Another thing: Small government is expensive. Families must pay more out of pocket for college tuition. Vehicles driven on bad roads need extra repairs. Missed childhood immunizations result in expensive medical bills later.
So small government infringes on liberty? That would mean Big Government enhances freedom…like in North Korea. Yeah, the people there do seem particularly free, allowed to assert their values and live an autonomous life.
Let’s get serious: In the Declaration of Independence, Thomas Jefferson set out certain "self-evident truths," the foundations of freedom: "that all Men are created equal, that they are endowed by their Creator with certain unalienable Rights, that among these are Life, Liberty, and the Pursuit of Happiness."
What that means, quite simply, is that we're all born free to pursue happiness as we wish, by our own initiative, provided we respect the equal rights of others to do the same. In short, America's basic moral principle is "Live, and let live." This American Leviathan has evolved to incorporate limited laws that allow for freedom in an organized society.
But excessive tax and regulation undermine this liberty and restrict personal and societal growth. What is needed: simplicity.
Tax policy need not be rocket science: When you tax something, you get less of it. When you tax the formation of capital and revenue, you get less capital and revenue. When you decrease taxes, you get more wealth and revenue. Simple is as simple does.
So this business about small government being “more expensive” is sheer lunacy. Everyone knows the government is not the most reliable agent of efficiency and that individuals know how to spend their money better than the bureaucrat in the back room.
Given these age-old axioms, a Taxpayers Bill of Rights is just what Robin Hood himself would have endorsed (had he taken a second to stop frilling around in the treetops).
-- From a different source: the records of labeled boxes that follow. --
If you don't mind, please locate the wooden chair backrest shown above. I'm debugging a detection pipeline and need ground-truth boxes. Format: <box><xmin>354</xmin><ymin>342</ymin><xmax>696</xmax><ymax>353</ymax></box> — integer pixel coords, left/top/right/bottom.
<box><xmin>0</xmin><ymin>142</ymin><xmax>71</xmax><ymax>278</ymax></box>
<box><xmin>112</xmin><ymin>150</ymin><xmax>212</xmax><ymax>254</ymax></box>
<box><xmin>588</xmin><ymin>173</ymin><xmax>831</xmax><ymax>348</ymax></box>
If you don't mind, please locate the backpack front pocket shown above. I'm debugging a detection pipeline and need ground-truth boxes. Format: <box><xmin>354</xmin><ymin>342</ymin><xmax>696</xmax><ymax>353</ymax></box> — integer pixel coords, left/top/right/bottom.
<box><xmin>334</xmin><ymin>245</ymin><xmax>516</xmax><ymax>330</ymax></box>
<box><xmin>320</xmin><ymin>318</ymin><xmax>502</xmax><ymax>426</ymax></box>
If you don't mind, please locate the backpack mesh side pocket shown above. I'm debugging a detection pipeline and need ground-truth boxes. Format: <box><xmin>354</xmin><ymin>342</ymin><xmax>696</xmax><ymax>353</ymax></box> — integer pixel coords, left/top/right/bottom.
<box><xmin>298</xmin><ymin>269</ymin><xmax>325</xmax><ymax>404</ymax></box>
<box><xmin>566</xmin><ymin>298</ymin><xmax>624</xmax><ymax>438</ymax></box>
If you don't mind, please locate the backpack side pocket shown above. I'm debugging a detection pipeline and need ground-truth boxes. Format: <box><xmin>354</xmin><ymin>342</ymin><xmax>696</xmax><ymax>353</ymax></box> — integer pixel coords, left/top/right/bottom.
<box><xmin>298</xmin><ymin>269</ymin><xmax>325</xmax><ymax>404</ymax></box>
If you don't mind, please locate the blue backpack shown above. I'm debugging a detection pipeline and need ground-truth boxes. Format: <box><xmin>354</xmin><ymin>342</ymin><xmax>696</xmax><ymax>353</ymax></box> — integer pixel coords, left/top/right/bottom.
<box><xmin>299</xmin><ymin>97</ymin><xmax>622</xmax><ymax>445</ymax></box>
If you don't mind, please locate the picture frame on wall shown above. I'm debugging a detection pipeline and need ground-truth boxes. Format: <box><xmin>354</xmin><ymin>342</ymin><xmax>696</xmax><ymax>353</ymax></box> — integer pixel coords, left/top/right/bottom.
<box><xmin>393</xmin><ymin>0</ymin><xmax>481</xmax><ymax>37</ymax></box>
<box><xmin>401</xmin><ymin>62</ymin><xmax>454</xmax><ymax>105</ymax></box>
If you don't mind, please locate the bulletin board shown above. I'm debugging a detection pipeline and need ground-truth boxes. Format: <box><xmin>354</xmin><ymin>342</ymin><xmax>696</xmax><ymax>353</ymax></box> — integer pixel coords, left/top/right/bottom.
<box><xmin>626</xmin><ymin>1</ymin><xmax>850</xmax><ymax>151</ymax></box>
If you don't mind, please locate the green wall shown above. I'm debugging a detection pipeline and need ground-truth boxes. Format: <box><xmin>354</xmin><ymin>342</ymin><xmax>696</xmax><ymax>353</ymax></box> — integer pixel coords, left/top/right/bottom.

For instance, in Kansas, Johnson County’s spending increased an incredible 13.2 % this year and approximately 81 % since 1997 -- far exceeding the inflation rate and population growth to which a Taxpayer's Bill of Rights would limit spending increases.
If a Taxpayer's Bill of Rights had been in effect in 1997, Johnson County government would have spent $344 million fewer taxpayer dollars over the past years. That's a lot of money that the taxpayers could be putting to much better use creating jobs and providing for their families. The hard-working taxpayers of Johnson County and the rest of Kansas (not to the mention the rest of the nation) deserve a Taxpayer's Bill of Rights.
Let us conclude with this:
"To be governed is to be watched, inspected, directed, indoctrinated, numbered, estimated, regulated, commanded, controlled, law-driven, preached at, spied upon, censored, checked, valued, enrolled, by creatures who have neither the right, nor the wisdom nor the virtue to do so."